When you do a movie like this, the department heads [of all the technical crafts] are so specific, thorough. I went to meet with the costume designer [Jacqueline West], and I said, “Ben’s so tall and wide. I’m so small. I’m struggling, honestly, with the idea of me being next to him and playing the Enforcer.” And she said, “Look at Frank Nitti, Capone’s right-hand man. Frank Nitti was smaller than Capone but he was the one everyone was scared of.” Frank Nitti had this little mustache. It wasn’t the style at the time but she felt like it showed how rebellious Dion was.
Many of your scenes involve driving Affleck’s Joe Coughlin around. What’s it like to have a Model T as your stage?
Some of the cars were rigged — old cars but with new engines.
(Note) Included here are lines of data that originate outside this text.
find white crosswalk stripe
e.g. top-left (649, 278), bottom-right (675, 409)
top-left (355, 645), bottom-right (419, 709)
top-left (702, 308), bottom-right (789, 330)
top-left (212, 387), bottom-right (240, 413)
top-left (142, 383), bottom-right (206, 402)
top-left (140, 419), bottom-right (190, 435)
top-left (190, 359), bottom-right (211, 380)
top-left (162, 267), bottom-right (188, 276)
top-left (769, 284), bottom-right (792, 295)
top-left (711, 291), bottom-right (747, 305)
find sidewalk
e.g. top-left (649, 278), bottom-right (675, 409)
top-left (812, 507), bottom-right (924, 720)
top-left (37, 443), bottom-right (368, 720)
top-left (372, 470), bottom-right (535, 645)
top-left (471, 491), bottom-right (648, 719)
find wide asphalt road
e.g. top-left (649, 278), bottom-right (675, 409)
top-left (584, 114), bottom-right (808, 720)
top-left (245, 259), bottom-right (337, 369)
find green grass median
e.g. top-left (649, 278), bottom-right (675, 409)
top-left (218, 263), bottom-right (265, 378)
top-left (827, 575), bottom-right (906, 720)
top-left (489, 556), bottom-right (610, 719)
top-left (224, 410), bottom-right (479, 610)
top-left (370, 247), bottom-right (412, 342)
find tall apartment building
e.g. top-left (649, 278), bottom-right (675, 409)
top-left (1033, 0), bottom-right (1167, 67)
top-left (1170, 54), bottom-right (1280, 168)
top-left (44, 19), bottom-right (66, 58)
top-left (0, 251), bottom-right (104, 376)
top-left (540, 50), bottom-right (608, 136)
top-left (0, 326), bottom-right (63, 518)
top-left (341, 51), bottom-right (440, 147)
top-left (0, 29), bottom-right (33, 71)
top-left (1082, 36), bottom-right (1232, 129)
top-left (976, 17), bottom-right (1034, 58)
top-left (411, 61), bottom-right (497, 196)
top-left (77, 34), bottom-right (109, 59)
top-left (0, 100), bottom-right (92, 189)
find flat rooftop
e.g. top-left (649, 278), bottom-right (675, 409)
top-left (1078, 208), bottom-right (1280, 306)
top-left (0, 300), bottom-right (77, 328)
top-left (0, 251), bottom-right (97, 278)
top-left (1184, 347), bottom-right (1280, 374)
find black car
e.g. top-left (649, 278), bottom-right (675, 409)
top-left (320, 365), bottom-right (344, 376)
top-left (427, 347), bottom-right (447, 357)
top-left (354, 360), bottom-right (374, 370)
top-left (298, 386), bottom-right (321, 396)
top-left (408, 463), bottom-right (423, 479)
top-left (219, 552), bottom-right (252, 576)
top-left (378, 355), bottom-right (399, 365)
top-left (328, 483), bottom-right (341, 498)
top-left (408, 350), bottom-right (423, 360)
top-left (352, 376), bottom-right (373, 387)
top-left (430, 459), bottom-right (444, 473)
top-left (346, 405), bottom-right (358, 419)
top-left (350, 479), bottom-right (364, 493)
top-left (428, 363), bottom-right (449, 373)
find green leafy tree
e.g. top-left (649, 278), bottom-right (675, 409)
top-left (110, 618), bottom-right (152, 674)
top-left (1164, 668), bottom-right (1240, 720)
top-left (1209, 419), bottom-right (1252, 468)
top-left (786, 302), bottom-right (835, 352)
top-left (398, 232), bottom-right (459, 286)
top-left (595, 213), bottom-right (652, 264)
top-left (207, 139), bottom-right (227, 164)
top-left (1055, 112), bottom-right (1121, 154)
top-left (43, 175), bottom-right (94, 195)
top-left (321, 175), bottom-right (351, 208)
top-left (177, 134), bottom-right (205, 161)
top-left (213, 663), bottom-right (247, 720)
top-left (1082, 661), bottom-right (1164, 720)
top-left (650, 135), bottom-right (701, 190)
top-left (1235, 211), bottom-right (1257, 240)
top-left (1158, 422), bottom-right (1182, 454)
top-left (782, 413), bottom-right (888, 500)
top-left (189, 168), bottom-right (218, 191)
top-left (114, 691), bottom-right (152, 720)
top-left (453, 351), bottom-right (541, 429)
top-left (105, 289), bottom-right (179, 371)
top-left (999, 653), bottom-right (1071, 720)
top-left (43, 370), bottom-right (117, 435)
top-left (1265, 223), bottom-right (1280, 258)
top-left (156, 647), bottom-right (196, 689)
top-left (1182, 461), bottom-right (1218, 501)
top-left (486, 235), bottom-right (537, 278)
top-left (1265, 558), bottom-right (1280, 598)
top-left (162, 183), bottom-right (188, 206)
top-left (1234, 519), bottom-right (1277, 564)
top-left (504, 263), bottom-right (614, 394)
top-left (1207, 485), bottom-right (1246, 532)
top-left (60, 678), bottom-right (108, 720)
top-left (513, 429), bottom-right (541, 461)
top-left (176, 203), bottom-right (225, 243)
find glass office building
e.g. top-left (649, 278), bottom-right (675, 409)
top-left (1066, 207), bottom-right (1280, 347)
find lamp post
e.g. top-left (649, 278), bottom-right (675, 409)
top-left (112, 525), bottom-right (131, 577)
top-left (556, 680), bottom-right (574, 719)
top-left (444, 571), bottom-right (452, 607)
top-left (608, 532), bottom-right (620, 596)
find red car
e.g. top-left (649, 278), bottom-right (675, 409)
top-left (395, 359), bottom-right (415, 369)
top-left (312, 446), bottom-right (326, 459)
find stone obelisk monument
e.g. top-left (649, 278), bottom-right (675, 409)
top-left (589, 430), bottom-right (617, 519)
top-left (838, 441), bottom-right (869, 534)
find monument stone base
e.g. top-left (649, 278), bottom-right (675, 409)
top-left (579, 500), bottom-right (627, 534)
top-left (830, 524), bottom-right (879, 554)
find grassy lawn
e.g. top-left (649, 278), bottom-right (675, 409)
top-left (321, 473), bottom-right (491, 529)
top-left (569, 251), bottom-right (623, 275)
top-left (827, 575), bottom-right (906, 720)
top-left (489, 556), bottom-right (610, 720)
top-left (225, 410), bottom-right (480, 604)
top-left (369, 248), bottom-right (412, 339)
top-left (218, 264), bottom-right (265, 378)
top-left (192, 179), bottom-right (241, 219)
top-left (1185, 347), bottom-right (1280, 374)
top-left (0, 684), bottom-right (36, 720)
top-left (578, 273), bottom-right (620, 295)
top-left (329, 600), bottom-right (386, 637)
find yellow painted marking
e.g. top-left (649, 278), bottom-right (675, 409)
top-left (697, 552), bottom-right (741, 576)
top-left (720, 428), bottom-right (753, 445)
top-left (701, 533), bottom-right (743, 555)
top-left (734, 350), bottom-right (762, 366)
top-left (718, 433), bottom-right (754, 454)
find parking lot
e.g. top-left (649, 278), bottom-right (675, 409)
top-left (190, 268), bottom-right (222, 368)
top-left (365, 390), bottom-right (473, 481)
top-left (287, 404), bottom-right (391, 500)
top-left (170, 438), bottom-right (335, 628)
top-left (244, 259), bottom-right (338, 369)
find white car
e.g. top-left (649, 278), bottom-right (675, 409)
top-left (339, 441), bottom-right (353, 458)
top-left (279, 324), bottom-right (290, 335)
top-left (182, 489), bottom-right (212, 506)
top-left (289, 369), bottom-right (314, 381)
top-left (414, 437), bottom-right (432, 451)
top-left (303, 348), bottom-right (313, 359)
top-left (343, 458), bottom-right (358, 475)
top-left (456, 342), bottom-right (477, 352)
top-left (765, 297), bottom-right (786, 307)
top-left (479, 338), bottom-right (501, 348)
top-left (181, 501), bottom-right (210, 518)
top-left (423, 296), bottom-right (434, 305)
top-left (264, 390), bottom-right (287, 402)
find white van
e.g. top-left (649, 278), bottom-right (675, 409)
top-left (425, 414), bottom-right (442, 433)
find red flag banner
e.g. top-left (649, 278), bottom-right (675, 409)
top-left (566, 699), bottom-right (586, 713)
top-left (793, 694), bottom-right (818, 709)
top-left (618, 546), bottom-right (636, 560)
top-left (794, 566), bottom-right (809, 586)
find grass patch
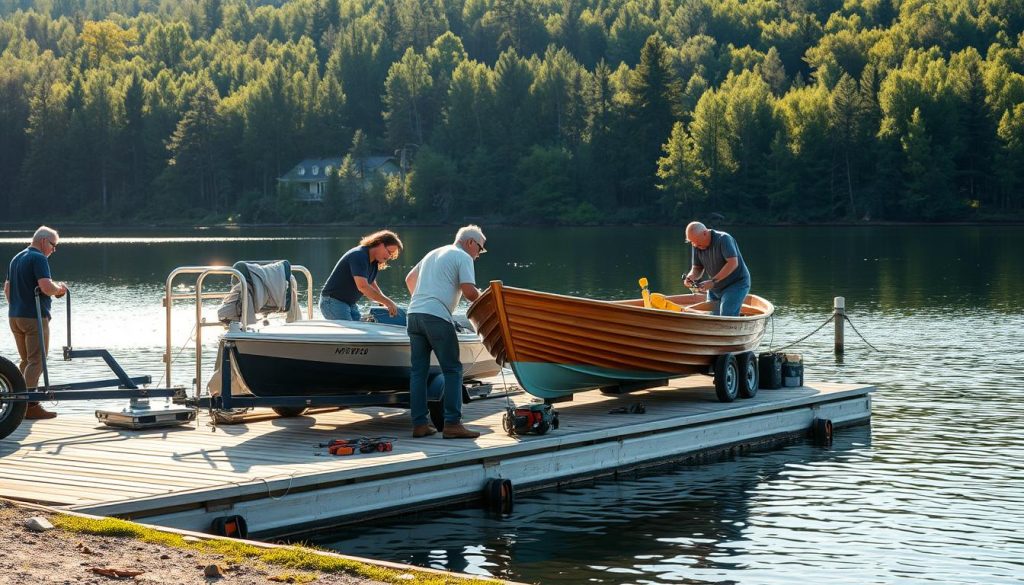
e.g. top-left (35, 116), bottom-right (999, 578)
top-left (268, 573), bottom-right (318, 583)
top-left (52, 514), bottom-right (502, 585)
top-left (195, 537), bottom-right (266, 561)
top-left (258, 546), bottom-right (500, 584)
top-left (51, 515), bottom-right (186, 548)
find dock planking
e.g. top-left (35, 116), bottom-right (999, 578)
top-left (0, 376), bottom-right (872, 537)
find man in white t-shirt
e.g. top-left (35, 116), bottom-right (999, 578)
top-left (404, 225), bottom-right (487, 439)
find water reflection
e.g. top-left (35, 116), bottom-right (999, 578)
top-left (311, 429), bottom-right (872, 583)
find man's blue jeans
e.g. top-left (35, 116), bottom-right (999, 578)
top-left (407, 313), bottom-right (463, 426)
top-left (707, 279), bottom-right (751, 317)
top-left (320, 295), bottom-right (360, 320)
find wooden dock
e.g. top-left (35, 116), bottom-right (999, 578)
top-left (0, 377), bottom-right (871, 538)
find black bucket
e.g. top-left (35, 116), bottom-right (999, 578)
top-left (758, 352), bottom-right (783, 389)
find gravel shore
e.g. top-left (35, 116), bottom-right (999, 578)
top-left (0, 500), bottom-right (500, 585)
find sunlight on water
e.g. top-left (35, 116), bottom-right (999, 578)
top-left (1, 226), bottom-right (1022, 583)
top-left (0, 237), bottom-right (318, 244)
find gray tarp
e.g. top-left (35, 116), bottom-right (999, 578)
top-left (216, 260), bottom-right (302, 324)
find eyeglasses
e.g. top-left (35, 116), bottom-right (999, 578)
top-left (473, 240), bottom-right (487, 253)
top-left (47, 239), bottom-right (58, 250)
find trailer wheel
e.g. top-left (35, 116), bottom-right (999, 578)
top-left (0, 356), bottom-right (28, 441)
top-left (737, 352), bottom-right (759, 399)
top-left (713, 353), bottom-right (739, 403)
top-left (271, 406), bottom-right (307, 418)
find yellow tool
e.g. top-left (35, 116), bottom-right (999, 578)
top-left (640, 277), bottom-right (684, 311)
top-left (649, 293), bottom-right (683, 312)
top-left (638, 277), bottom-right (652, 308)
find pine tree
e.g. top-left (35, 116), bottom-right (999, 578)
top-left (688, 88), bottom-right (734, 209)
top-left (383, 47), bottom-right (434, 149)
top-left (828, 73), bottom-right (866, 218)
top-left (656, 121), bottom-right (704, 220)
top-left (122, 72), bottom-right (145, 207)
top-left (580, 60), bottom-right (617, 211)
top-left (19, 77), bottom-right (69, 213)
top-left (996, 104), bottom-right (1024, 212)
top-left (900, 107), bottom-right (956, 219)
top-left (757, 47), bottom-right (787, 95)
top-left (622, 34), bottom-right (682, 209)
top-left (167, 80), bottom-right (223, 211)
top-left (83, 69), bottom-right (120, 215)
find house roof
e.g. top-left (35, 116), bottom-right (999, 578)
top-left (278, 155), bottom-right (399, 183)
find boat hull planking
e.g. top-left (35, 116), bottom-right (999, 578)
top-left (467, 282), bottom-right (773, 399)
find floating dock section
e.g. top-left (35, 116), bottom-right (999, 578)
top-left (0, 377), bottom-right (871, 538)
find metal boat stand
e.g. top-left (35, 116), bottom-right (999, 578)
top-left (52, 289), bottom-right (193, 429)
top-left (0, 289), bottom-right (188, 441)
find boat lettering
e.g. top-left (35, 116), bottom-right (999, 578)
top-left (335, 346), bottom-right (369, 355)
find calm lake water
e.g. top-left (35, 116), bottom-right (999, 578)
top-left (2, 225), bottom-right (1023, 584)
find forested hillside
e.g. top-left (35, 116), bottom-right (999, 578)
top-left (1, 0), bottom-right (1022, 224)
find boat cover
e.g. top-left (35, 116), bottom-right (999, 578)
top-left (217, 260), bottom-right (302, 324)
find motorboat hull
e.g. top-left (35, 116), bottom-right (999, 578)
top-left (218, 320), bottom-right (501, 397)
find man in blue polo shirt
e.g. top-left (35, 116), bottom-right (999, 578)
top-left (4, 226), bottom-right (68, 419)
top-left (682, 221), bottom-right (750, 317)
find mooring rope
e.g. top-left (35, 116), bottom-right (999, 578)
top-left (771, 312), bottom-right (878, 352)
top-left (771, 314), bottom-right (835, 352)
top-left (254, 473), bottom-right (296, 501)
top-left (843, 314), bottom-right (880, 351)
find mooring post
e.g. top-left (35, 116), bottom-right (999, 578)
top-left (834, 296), bottom-right (845, 355)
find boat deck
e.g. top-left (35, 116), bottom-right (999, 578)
top-left (0, 376), bottom-right (872, 537)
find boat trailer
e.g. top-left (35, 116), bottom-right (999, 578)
top-left (0, 263), bottom-right (494, 441)
top-left (0, 289), bottom-right (189, 440)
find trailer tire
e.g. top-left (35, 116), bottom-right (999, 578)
top-left (0, 356), bottom-right (28, 441)
top-left (713, 353), bottom-right (739, 403)
top-left (272, 406), bottom-right (307, 418)
top-left (737, 351), bottom-right (759, 399)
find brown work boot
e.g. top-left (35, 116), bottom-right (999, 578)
top-left (25, 404), bottom-right (57, 420)
top-left (412, 424), bottom-right (437, 438)
top-left (442, 423), bottom-right (481, 439)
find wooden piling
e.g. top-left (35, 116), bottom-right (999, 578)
top-left (834, 296), bottom-right (845, 355)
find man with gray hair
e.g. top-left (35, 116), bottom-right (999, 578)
top-left (682, 221), bottom-right (750, 317)
top-left (404, 225), bottom-right (487, 439)
top-left (4, 226), bottom-right (68, 419)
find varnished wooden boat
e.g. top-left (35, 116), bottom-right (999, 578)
top-left (466, 281), bottom-right (774, 401)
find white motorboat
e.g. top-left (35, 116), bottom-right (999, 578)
top-left (215, 317), bottom-right (502, 397)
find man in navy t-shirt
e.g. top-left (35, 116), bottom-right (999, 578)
top-left (682, 221), bottom-right (751, 317)
top-left (319, 230), bottom-right (403, 321)
top-left (4, 226), bottom-right (68, 419)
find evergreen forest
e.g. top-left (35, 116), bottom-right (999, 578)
top-left (1, 0), bottom-right (1023, 225)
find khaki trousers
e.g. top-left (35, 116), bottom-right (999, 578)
top-left (9, 316), bottom-right (50, 389)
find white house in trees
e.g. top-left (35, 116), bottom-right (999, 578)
top-left (278, 156), bottom-right (401, 202)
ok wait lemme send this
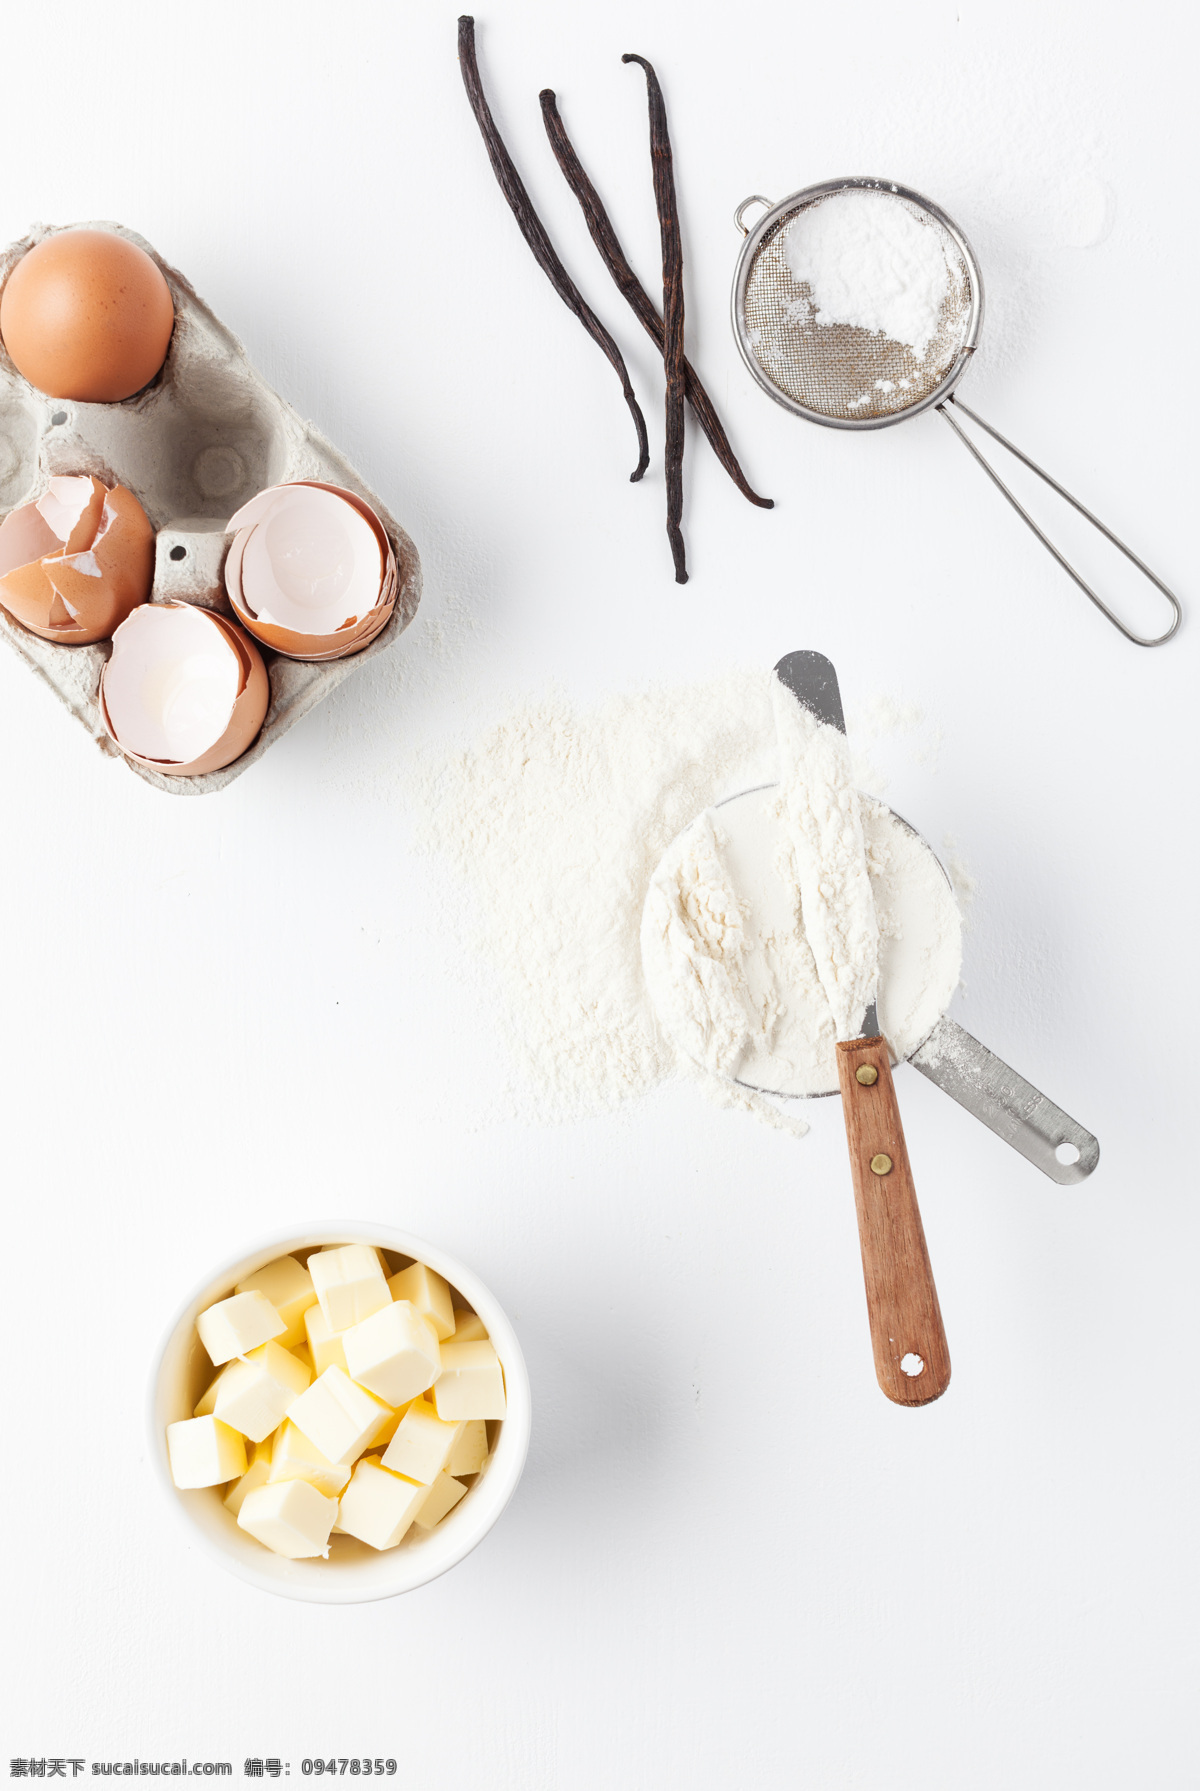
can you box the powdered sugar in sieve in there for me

I didn’t drive those. I was driving the real vintage cars. Sometimes they were glorious to drive. It’s like you walked out of a time machine, with the stick, the clutch and the small windshield. But most times, they added to the volcanic anxiety: You’d be driving and all these cars would be coming toward you, the director-star is sitting next to you, it’s really hot out, you have a big monologue and if you can find the right gear, you’re very lucky.
Did you throw yourself a gangster movie marathon?
I watched “The Public Enemy” with [James] Cagney a lot because he had this ... grin, a joy of being a gangster. I couldn’t stop watching Joe Pesci in “Goodfellas,” nobody can touch him. Every day in my trailer, I’d watch “Raging Bull” because there’s such a love between those two brothers. I thought, “That’s what should be between Joe and Dion.” They’re so tough, but at the end of the day, they love each other.
Your wife, Jennifer Todd, runs Ben and Matt Damon’s production company and is a producer on “Live by Night.”
She’s also the one who said to me, “Ben mentioned you for this role in ‘Live by Night.’” And I was super-excited. The only time it ever felt weird for me is when I wasn’t shooting and they were still there making the movie and I wanted to be with her. I really enjoy working with her and when you get to see someone you love in their element, thriving, it’s pretty cool.
What did you bring to “Live by Night” that you learned from an improv-happy series like “The Mindy Project”?
There’s this thing they do in a lot of comedies — they lob [alternative] lines at you. At first, it really annoyed me — especially because I was terrible at it, but the rest of the cast were so good. I was used to getting a script, preparing as long as I could. But something comes from jumping off a bridge, being less precious about [the work], laughing. That was the feeling I tried to bring to “Live by Night.”